I will bite the tongue from the corpse.


Vijay Seshadri, winner of the Pulitzer Prize for Poetry.



On a day like any other day,
like "yesterday or centuries before,"
in a town with the one remembered street,
shaded by the buckeye and the sycamore--
the street long and true as a theorem,
the day like yesterday or the day before,
the street you walked down centuries before--
the story the same as the others flooding in
from the cardinal points is
turning to take a good look at you.
Every creature, intelligent or not, has disappeared--
the humans, phosphorescent,
the duplicating pets, the guppies and spaniels,
the Woolworth's turtle that cost forty-nine cents
(with the soiled price tag half-peeled on its shell)--
but, from the look of things, it only just happened.
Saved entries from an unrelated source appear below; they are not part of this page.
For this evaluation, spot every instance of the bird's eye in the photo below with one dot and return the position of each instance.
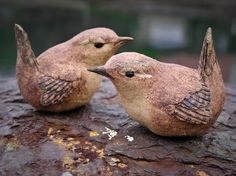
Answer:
(129, 74)
(98, 45)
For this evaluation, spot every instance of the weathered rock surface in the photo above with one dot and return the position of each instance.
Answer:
(100, 139)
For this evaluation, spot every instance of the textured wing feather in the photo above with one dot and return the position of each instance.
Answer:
(54, 90)
(195, 108)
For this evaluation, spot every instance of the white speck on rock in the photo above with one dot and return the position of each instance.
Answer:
(66, 174)
(110, 133)
(129, 138)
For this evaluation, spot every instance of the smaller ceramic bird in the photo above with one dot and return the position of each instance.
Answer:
(169, 99)
(58, 80)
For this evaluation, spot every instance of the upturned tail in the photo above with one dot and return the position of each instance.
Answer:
(208, 64)
(210, 73)
(25, 54)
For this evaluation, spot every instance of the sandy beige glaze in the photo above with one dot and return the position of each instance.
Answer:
(58, 79)
(169, 99)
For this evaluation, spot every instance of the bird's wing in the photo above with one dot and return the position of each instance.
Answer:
(194, 108)
(55, 90)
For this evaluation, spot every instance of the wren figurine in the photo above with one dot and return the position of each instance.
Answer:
(169, 99)
(58, 80)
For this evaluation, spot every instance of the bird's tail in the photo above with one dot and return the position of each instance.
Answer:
(25, 54)
(208, 64)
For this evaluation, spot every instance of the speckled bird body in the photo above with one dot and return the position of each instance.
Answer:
(58, 80)
(169, 99)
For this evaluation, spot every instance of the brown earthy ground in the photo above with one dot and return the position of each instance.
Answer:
(100, 139)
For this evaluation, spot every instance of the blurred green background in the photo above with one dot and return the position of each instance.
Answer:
(171, 31)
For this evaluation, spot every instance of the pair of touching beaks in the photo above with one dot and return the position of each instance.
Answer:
(101, 69)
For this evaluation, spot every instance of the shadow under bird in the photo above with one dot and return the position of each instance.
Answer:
(169, 99)
(58, 80)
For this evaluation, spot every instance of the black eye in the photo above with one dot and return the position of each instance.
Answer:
(129, 74)
(98, 45)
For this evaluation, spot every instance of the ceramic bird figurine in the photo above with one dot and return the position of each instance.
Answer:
(169, 99)
(58, 80)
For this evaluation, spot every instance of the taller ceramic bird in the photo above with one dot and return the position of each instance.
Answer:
(58, 80)
(169, 99)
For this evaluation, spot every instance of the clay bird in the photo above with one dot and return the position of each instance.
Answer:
(58, 80)
(169, 99)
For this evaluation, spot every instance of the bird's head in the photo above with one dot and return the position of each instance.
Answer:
(97, 45)
(128, 70)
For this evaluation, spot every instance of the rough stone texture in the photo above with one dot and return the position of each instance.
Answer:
(100, 139)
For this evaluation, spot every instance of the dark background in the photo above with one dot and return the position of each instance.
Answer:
(171, 31)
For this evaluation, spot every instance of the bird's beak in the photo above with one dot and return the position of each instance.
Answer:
(123, 40)
(100, 70)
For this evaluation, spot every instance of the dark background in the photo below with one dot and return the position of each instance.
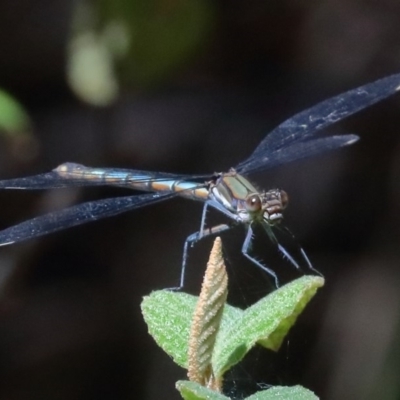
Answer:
(200, 85)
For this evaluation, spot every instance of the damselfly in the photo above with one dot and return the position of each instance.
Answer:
(230, 193)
The wheels of the upside-down tricycle are spinning.
The swings are empty but swinging.
And the shadow is still there, and there
is the object that made it,
riding the proximate atmosphere,
oblong and illustrious above
the dispeopled bedroom community,
venting the memories of those it took,
their corrosive human element.
This is what you have to walk through to escape,
transparent but alive as coal dust.
This is what you have to hack through,
bamboo-tough and thickly clustered.
The myths are somewhere else, but here are the meanings,
and you have to breathe them in
until they burn your throat
and peck at your brain with their intoxicated teeth.
This is you as seen by them, from the corner of an eye
(was that the way you were always seen?).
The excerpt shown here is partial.